Only around half (53.7%) of disabled people are in work, compared to more than four-fifths (82%) of non-disabled people – a gap of 28 percentage points.
Impact of Covid-19
The TUC warns the disability pay and employment gaps will almost certainly increase again as the economic impact of Covid-19 hits.
Studies show that in previous recessions disabled workers are the first to lose their jobs, and the last to be re-employed.
In addition, disabled workers are more likely to experience negative changes to their terms and conditions.
The TUC is particularly concerned about the employment situation of people who are considered “clinically extremely vulnerable” to coronavirus.
This includes many disabled people. Those who cannot work from home are advised not to attend work in areas where formal shielding advice has been reinstated, and many more in the clinically extremely vulnerable group may be very concerned about attending workplaces as the second wave of coronavirus hits.
The union body is calling on the government to make it clear that clinically extremely vulnerable people who are advised not to attend workplaces should be eligible for the Job Support Scheme (Closed) throughout the country, not just in Tier 3 areas, with no minimum working hours requirement, at 80% of their wages.
What is driving the pay and employment gap?

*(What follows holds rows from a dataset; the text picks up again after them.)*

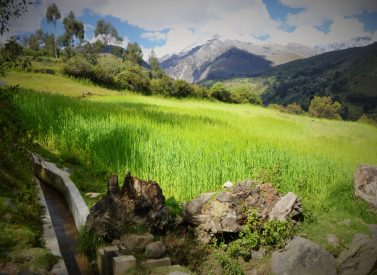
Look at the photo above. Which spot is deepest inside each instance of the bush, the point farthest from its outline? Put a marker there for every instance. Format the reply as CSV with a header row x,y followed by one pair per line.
x,y
243,93
132,78
220,92
181,89
78,66
106,69
323,107
294,108
162,86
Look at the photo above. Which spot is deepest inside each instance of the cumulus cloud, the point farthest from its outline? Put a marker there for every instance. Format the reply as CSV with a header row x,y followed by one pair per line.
x,y
194,22
154,36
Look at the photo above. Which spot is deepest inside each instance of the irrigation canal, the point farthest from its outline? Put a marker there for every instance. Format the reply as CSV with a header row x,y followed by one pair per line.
x,y
65,230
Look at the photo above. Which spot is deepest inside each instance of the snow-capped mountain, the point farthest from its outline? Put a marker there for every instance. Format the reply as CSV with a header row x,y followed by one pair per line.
x,y
221,59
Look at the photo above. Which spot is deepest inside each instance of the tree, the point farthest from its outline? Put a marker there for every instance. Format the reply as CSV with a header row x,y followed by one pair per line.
x,y
156,71
73,29
133,53
106,32
53,15
9,9
323,107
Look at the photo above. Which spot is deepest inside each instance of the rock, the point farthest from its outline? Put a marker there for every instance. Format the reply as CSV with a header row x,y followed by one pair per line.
x,y
365,182
92,195
333,240
123,263
137,204
373,230
302,256
284,207
360,258
228,185
155,250
227,212
258,255
153,263
136,243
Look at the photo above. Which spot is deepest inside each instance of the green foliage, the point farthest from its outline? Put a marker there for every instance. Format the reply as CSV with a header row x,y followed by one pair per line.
x,y
323,107
230,266
257,233
87,244
133,79
78,66
175,208
133,54
181,89
106,32
73,30
220,92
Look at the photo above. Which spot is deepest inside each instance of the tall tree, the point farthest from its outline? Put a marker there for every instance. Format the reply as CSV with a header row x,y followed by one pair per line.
x,y
133,54
106,32
9,9
155,66
73,29
53,15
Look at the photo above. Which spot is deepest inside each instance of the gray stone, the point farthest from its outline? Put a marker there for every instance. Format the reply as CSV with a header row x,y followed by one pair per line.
x,y
155,250
360,258
123,263
228,185
373,230
92,195
109,253
136,243
100,259
302,256
365,182
333,240
152,263
283,207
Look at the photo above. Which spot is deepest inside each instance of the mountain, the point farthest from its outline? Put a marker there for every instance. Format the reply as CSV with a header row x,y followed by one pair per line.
x,y
348,76
217,59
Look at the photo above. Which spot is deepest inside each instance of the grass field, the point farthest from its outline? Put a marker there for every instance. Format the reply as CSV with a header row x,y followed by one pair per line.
x,y
191,146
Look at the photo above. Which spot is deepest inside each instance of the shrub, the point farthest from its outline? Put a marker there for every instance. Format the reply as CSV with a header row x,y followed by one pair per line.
x,y
132,78
181,89
78,66
161,86
220,92
106,69
294,108
323,107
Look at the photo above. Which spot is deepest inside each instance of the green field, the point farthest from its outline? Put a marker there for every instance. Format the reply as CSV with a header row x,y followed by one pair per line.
x,y
191,146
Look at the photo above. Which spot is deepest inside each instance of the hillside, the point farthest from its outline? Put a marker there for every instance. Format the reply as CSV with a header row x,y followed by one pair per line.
x,y
217,59
349,76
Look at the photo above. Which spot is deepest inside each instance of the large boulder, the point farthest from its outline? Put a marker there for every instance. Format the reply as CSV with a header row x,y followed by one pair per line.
x,y
365,181
360,258
137,204
302,256
217,213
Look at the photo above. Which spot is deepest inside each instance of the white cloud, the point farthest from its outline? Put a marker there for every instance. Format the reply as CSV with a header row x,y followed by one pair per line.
x,y
154,36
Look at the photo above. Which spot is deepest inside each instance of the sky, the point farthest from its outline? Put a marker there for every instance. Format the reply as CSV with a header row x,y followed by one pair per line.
x,y
169,26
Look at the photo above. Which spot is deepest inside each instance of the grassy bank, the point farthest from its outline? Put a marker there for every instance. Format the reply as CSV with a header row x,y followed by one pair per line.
x,y
21,245
191,146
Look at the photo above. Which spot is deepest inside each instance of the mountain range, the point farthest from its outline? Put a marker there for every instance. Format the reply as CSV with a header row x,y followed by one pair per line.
x,y
218,59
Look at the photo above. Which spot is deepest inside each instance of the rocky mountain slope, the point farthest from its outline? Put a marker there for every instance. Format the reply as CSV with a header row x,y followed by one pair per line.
x,y
217,59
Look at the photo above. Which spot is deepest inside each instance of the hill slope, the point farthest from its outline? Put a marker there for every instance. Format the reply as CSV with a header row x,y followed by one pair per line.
x,y
349,76
219,59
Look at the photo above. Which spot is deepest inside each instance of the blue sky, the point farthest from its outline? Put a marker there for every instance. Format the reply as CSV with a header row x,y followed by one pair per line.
x,y
172,25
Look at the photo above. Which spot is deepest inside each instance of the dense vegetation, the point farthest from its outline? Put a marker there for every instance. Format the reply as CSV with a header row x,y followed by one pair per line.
x,y
20,240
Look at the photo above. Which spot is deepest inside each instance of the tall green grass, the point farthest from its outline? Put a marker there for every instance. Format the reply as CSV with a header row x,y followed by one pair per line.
x,y
191,146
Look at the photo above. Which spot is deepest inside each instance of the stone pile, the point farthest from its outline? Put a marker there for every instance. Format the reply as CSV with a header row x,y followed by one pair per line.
x,y
137,204
217,213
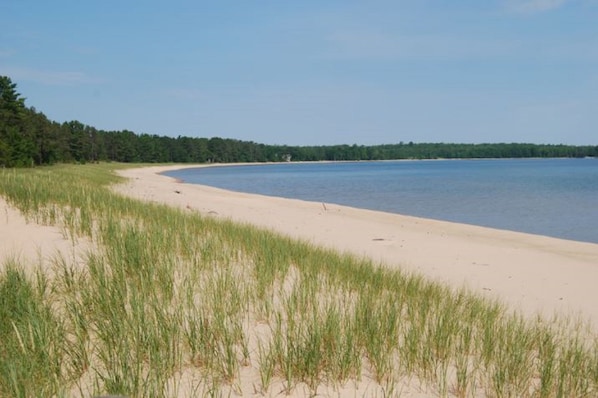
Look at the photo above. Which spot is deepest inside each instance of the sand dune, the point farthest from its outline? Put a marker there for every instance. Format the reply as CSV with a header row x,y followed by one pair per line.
x,y
528,272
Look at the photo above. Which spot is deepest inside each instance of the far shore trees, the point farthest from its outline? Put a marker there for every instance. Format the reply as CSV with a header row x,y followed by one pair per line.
x,y
28,138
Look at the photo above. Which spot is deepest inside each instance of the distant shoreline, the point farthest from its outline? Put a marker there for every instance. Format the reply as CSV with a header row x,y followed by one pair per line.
x,y
530,272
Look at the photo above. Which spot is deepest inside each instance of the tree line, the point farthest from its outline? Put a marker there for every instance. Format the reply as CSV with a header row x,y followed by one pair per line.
x,y
29,138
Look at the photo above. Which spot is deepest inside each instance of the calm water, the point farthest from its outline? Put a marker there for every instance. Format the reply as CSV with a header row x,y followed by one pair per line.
x,y
554,197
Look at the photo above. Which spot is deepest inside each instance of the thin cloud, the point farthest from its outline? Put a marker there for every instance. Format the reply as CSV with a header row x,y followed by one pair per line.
x,y
534,6
374,45
60,78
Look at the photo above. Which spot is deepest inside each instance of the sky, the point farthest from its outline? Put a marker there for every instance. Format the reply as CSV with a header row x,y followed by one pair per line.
x,y
312,72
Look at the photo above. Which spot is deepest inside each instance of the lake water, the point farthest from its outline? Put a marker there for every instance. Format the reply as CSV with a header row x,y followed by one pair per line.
x,y
553,197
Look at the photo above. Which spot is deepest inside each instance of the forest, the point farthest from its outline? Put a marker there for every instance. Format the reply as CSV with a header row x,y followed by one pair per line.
x,y
28,138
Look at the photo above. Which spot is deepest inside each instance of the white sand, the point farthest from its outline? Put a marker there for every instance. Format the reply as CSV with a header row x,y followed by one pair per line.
x,y
32,245
528,272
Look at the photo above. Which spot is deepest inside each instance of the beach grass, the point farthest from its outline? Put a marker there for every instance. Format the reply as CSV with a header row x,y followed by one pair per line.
x,y
169,302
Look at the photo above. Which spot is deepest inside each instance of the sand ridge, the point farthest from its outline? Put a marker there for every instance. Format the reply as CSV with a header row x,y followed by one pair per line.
x,y
532,273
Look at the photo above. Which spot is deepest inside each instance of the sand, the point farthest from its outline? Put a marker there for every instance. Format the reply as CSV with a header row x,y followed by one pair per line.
x,y
31,245
530,273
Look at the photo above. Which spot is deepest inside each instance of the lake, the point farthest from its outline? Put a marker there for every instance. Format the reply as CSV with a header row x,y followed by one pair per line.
x,y
552,197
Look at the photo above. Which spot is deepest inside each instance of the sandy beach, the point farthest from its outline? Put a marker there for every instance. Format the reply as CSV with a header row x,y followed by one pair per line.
x,y
531,273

The main factors driving the pay and employment gap for disabled people are:
- Part-time working: A higher proportion of disabled people than non-disabled people work part-time. Part-time jobs, especially in the private sector, are paid less per hour than fulltime jobs.
- Low-paid work: Disabled people are over-represented in lower paid jobs like caring, leisure and other services and sales and customer services, and under-represented in senior and managerial roles.

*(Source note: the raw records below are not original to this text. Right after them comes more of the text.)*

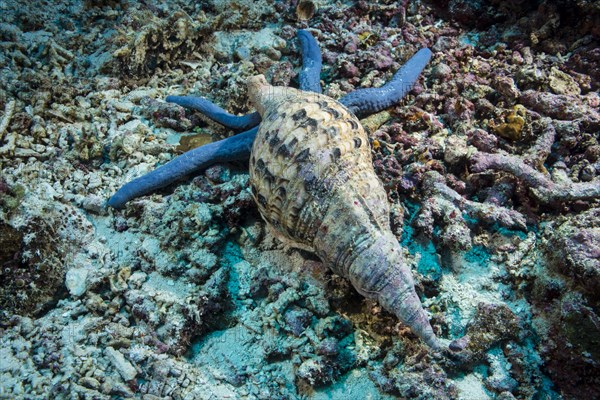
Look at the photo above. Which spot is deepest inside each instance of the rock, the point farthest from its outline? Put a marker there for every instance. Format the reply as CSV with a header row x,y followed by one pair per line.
x,y
76,281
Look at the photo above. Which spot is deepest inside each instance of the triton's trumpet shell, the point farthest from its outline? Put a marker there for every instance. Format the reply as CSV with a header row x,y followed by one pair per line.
x,y
312,176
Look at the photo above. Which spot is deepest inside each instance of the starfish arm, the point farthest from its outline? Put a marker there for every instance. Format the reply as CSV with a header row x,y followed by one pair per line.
x,y
216,113
310,74
372,100
230,149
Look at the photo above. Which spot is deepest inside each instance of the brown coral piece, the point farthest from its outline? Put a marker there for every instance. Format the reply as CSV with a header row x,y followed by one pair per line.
x,y
312,176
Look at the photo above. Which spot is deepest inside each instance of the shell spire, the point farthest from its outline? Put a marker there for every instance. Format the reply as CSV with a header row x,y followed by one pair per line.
x,y
312,177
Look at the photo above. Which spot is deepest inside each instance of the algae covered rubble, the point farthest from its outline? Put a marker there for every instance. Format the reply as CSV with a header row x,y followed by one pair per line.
x,y
490,165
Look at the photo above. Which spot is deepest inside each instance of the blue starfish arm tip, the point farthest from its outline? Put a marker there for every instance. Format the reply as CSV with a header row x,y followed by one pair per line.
x,y
372,100
310,74
230,149
216,113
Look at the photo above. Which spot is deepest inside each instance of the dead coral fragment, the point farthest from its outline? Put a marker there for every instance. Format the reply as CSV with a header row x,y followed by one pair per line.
x,y
541,186
158,45
446,204
512,128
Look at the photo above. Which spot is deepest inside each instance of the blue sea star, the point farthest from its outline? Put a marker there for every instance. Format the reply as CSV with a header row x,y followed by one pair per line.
x,y
238,147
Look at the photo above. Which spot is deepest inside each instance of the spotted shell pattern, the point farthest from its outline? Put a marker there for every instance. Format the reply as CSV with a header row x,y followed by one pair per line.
x,y
307,147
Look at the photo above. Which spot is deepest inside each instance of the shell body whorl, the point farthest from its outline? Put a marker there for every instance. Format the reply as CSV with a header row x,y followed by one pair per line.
x,y
312,177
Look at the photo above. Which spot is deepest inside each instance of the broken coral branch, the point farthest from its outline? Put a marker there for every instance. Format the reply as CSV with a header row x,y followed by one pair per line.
x,y
442,201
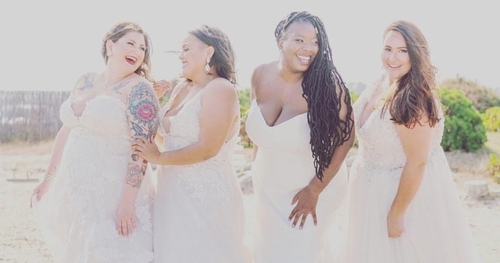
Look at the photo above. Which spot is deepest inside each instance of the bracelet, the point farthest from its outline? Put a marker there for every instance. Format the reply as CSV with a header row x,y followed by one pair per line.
x,y
48,177
161,157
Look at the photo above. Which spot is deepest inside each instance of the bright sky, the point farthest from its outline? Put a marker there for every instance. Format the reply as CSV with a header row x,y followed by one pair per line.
x,y
48,44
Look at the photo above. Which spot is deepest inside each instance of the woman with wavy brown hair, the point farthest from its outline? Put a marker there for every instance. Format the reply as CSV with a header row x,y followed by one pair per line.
x,y
402,204
300,122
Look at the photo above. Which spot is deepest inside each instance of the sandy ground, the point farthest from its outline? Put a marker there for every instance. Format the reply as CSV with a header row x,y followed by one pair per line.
x,y
21,242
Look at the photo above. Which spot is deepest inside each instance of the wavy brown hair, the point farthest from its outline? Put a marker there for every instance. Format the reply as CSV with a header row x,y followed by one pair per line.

- Education: Some disabled people leave education earlier than non-disabled people. However, even where disabled and non-disabled people have the same qualifications there is still a big pay gap.
The pay gap is also linked to unlawful discrimination, structural barriers and negative attitudes, says the TUC.
TUC General Secretary Frances O’Grady said: “Disabled women and men face huge and growing discrimination. They are far less likely to have a paid job than their non-disabled peers – and when they do, they earn substantially less.
“And there’s now a very real danger that coronavirus will make the situation even worse. Disabled workers and those shielding are an easy target for the redundancy list.
“People who need to shield must not be thrown out of work. And the government must make sure that people who are shielding and can’t work from home can get help from the job support scheme at 80% of their wages.
“Otherwise we risk swathes of disabled people losing their jobs. That will result in significant hardship and will turn back the clock on the decades of slow but steady progress disabled people have made in the labour market.”